Milky Mornings and Italian Markets


A peach-coloured sun hanging above a dusty mauve hillside peeped through my bathroom window this morning. Not so long ago it would have been pitch black at this hour making getting up so much more arduous. The late afternoons are no longer a time to snuggle up indoors with a cup of tea and Ready Steady Cook. At 4 o’clock in winter it always feels that there is nothing left of the day. Yet almost overnight we found ourselves on Monday playing with the children in the garden till past 7 o’clock. Suddenly bedtime becomes less urgent, the day still feels full of possibilities. Despite the fact this happens twice a year, in both directions – dark to light, light to dark – I still always marvel at how quickly we adjust to the new rhythms, forgetting almost instantly how it was just a few weeks earlier.

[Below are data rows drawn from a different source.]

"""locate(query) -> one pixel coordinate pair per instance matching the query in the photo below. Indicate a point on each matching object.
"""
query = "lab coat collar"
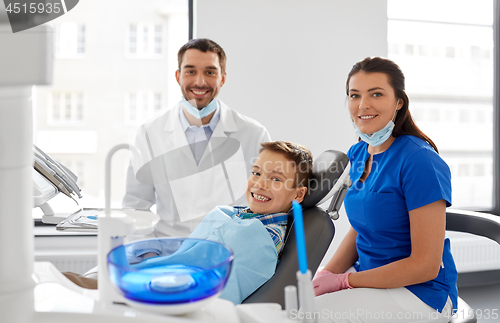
(177, 137)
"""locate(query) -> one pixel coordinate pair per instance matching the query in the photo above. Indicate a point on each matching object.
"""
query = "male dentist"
(196, 155)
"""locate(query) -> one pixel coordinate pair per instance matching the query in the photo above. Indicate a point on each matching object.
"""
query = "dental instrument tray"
(83, 220)
(184, 275)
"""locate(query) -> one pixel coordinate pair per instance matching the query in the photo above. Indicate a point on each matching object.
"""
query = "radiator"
(77, 260)
(473, 253)
(77, 254)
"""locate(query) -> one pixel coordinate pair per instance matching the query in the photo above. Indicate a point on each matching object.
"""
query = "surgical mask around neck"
(198, 114)
(379, 137)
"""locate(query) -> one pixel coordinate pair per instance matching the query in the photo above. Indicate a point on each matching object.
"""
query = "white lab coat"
(163, 170)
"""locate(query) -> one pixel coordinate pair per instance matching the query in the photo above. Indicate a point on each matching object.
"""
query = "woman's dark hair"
(404, 124)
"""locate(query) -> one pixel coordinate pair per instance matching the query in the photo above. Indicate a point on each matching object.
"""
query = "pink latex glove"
(328, 282)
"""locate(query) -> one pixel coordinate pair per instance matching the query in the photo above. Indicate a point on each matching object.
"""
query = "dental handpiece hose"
(304, 282)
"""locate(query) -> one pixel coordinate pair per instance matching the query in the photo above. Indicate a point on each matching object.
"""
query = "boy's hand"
(328, 282)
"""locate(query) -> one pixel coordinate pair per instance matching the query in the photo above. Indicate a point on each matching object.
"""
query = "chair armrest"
(482, 224)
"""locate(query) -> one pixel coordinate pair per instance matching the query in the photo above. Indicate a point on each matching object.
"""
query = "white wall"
(288, 61)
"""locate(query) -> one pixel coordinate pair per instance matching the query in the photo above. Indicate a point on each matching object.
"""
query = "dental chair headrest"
(327, 169)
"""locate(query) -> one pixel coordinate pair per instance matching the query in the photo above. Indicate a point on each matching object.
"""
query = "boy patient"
(255, 233)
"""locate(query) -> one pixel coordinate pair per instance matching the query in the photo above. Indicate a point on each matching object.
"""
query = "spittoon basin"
(185, 270)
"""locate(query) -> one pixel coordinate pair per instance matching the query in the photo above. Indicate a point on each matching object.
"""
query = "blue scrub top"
(408, 175)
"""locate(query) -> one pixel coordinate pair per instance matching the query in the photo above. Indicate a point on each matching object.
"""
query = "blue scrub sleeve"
(426, 178)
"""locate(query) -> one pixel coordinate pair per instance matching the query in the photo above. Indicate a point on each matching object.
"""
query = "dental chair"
(481, 224)
(329, 180)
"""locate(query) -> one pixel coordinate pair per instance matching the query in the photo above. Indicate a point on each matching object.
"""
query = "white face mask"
(379, 137)
(198, 114)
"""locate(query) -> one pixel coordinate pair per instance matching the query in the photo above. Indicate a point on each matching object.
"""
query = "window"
(95, 101)
(69, 40)
(145, 40)
(448, 65)
(66, 107)
(141, 106)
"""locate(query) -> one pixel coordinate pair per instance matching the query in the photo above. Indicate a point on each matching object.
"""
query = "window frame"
(496, 109)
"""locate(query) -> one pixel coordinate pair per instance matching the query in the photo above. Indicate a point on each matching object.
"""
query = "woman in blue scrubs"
(395, 263)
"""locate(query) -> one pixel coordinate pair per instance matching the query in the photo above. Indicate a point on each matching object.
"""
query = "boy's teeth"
(260, 197)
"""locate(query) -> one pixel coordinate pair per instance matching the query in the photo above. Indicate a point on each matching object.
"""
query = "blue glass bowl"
(185, 271)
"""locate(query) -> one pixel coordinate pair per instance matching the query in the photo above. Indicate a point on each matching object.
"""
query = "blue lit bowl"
(186, 272)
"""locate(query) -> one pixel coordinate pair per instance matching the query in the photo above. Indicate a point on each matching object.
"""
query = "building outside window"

For me that is the great joy of seasons. I would hate to live in a part of the world where it gets dark at the same time 365 days of the year, where the only seasons are winter and summer and not much difference between them beyond a few degrees of temperature. It would be so dull to have to wear the same type of clothes all year. I love putting away the heavy wintry things and bringing out the light summer linens. And I’m always amazed at how tight and restrictive my winter shoes feel after a summer of sandals and flip-flops. It’s all about contrast. The seasons give the picture of life tone and depth, as sunshine and shadow brings a photograph alive.

I took advantage of the milky morning and walked the children to school again. The woodpeckers are out in force now, echoing around the wide valley, and it’s hard not to smile when jaunty daffodils are decorating the roadsides with their gaudy yellow display. Sheep scattered guiltily to the side of the lane as we approached, trying frantically to find the hole through which they’d escaped. The streams played a happy tune and we nodded our good mornings to assorted dog-walkers and neighbours. The beauty of the day was only briefly shattered as my smallest screeched ‘Phwaw, what’s that stinky smell – the cows are eating rotten fish in their big gobs’. This was an interesting image and one I can safely say I’d not thought of before. I suggested it was unlikely then left it at that. Imagination is all and I hate to quash it.

On the return I was left to my own peaceful thoughts. They meandered from acknowledging the contentment of the moment - in the air I was breathing, the sounds I was hearing, the sights I was seeing – to the relative horrors of the school ‘run’ in London, where how to avoid the rush hour congestion was the only serious consideration. No regrets there then. As I fell to contemplating the seasons again, I couldn’t help my mind recalling the images I’d received on my recent return to northern Italy. There is nowhere better to appreciate seasonal bounty than in an Italian market and I love the way they still celebrate the individuality of each month by the products you see on the market stalls. At the moment it’s all artichokes and asparagus. Soon it will be peas, then tomatoes, basil, aubergines and courgettes; then mushrooms, squash, pumpkins and clementines. And so it goes on. Year after year, a culinary ritual, a celebration of the best that the season has to offer. To think that this used to be my daily shopping experience. Now I am back to angrily ripping plastic off individually wrapped peppers in Morrisons, having the same boring choice of boring tasteless fruit and veg all year round and searching in vain for radicchio. I admit I am guilty of buying strawberries in January and asparagus and tomatoes from Israel. But it is so much harder when you have to go further afield to find the best of the seasonal produce available. I know I should find more time to go to Farmer’s Markets and I have often considered an organic box – but most of the people I know say they frantically end up making soup with the glut of shrivelled vegetables that seem an inevitable by-product of the good intention. Ultimately, for me, the pleasure is seeing and choosing for myself. Being inspired by what is in front of me, feeling excited and enthusiastic about the next meal I am going to cook. That is the joy of a colourful, chaotic Italian market place. Somehow the English version just doesn’t quite match up.